Bacteria that “eat” dynamite

Among the first to identify bacteria that break down nitroglycerin, the active component of dynamite, UW–Madison researchers now have identified two enzymes that enable bacteria to degrade both nitroglycerin and TNT, another explosive. The scientists have sequenced the genes that code for the two enzymes.

“Others have found bacteria that can degrade nitroglycerin, but this is the first time anyone has purified and characterized the enzymes that can take the initial step in breaking down TNT,” says bacteriologist Glenn Chambliss, the project’s leader.

The findings may lead to biologically-based methods for cleaning up sites contaminated with toxic residues left from manufacturing explosives.

The two enzymes, each produced by a different Pseudomonas species, are flavoproteins. “Flavoproteins are common to many soil dwelling bacteria,” says Chambliss, who chairs the Department of Bacteriology in the College of Agricultural and Life Sciences. “As a group, these yellow enzymes appear to help bacteria protect themselves from natural chemicals in the soil. Many flavoproteins can degrade a range of different chemicals.”

The findings may lead to biologically-based methods for cleaning up sites contaminated with toxic residues left from manufacturing explosives, according to Chambliss. He hopes to identify or engineer bacterial strains that can help clean up such sites.

There are an estimated 10,000 U.S. sites contaminated with explosives and related compounds. The materials include: TNT (trinitrotoluene); DNT (dinitrotoluene); nitroglycerin; and nitrocellulose, also known as smokeless gunpowder. TNT and DNT are particularly thorny environmental contaminants because they are toxic and break down extremely slowly.

“My real love is trying to figure out what makes bugs tick,” Chambliss says. But as a youth in East Texas, he first developed a love of the outdoors. When the opportunity came along to wed his two passions, the former Madison Audubon Society president became interested in finding bacteria that might help clean up polluted sites.

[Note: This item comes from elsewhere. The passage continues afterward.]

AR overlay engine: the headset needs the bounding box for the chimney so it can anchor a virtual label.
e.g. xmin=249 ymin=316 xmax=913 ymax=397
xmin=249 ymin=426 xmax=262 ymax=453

Ultimately, he wants to learn how bacteria, which have been around for billions of years, developed the ability to degrade man-made chemicals that first appeared about 150 years ago.

To find bacteria that could “eat” dynamite, Chambliss began at the Badger Army Ammunition Plant located 30 miles northwest of Madison, Wis. The plant operated during World War II, the Korean War and the Vietnam War. It was once the world’s largest producer of smokeless gunpowder, a propellant used to fire artillery shells.

Chambliss and his coworkers went to sites once contaminated with nitroglycerin. They isolated and identified six bacteria that could survive at high nitroglycerin concentrations and degrade the compound.

Now they have characterized the enzymes from two of the bacteria, Pseudomonas putida and Pseudomonas fluorescens. Chambliss says that about half of the amino acids that make up the two enzymes are the same. Both enzymes can degrade nitroglycerin and TNT. However, one is five times as efficient as the other at degrading TNT. Chambliss notes that this single enzyme constitutes 15 percent of the cell’s protein, an unusually high percentage.

The more-efficient enzyme can follow two different pathways in degrading TNT, according to Chambliss. “One leads to toxic components that don’t decay further. The other pathway leads to a partial but more complete breakdown without toxic compounds.”

Chambliss is now experimenting to see if he can engineer the enzyme so it only works via the preferred pathway. He is also looking for other bacteria and enzymes that will complete the cleanup.

“The bugs have the potential to address soil contamination,” Chambliss says. “But we’re still at an early stage in understanding the processes involved. It’s going to take more research before we get bacteria that can solve some of these problems.”

Chambliss’ team includes enzymologist Brian Fox, environmental engineer Dan Noguera, bacteriology graduate student David Blehert and bacteriologist Kyle Knoke.

The research was supported by: state funding to the UW–Madison College of Agricultural and Life Sciences, and the College of Engineering; a USDA Hatch grant from the College of Agricultural and Life Sciences; and a National Science Foundation Early Career Development Award to Brian Fox.